In ländlichen Regionen gibt es andere Probleme.
Lager von Hilfsorganisationen werden zum Ziel russischer Angriffe
"Viele Häuser in der Ukraine sind beschädigt und nicht winterfest", sagt Kikwitzki. "Mancherorts sind ganze Dörfer zerstört, die Häuser nicht mehr bewohnbar." Dazu kämen rund vier Millionen Binnenvertriebene in der Ukraine. "Das sind Menschen, die alles zurücklassen mussten." Insgesamt habe sich die Lage mit dem einsetzenden Winter weiter verschlimmert, sagt Kikwitzki. "Die humanitäre Situation ist angespannt."

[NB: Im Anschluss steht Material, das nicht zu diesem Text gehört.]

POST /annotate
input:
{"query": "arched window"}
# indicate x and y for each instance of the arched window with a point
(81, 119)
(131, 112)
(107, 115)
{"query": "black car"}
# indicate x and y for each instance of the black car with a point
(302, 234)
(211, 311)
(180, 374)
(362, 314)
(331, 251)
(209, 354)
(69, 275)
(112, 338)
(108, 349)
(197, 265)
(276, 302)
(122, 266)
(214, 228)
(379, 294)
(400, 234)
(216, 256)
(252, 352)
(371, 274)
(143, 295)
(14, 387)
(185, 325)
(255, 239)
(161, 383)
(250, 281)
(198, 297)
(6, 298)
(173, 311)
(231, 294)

Russlands Angriffe zielen dabei nicht mehr nur auf die Energieinfrastruktur der Ukraine. Auch die Hilfsorganisationen geraten ins Visier der Kremltruppen. Im September wurde ein Lagerhaus der Caritas in Lwiw mit rund 300 Tonnen an Hilfsgütern von russischen Drohnen angegriffen. Das Gebäude brannte ab, ein Mitarbeiter kam dabei ums Leben.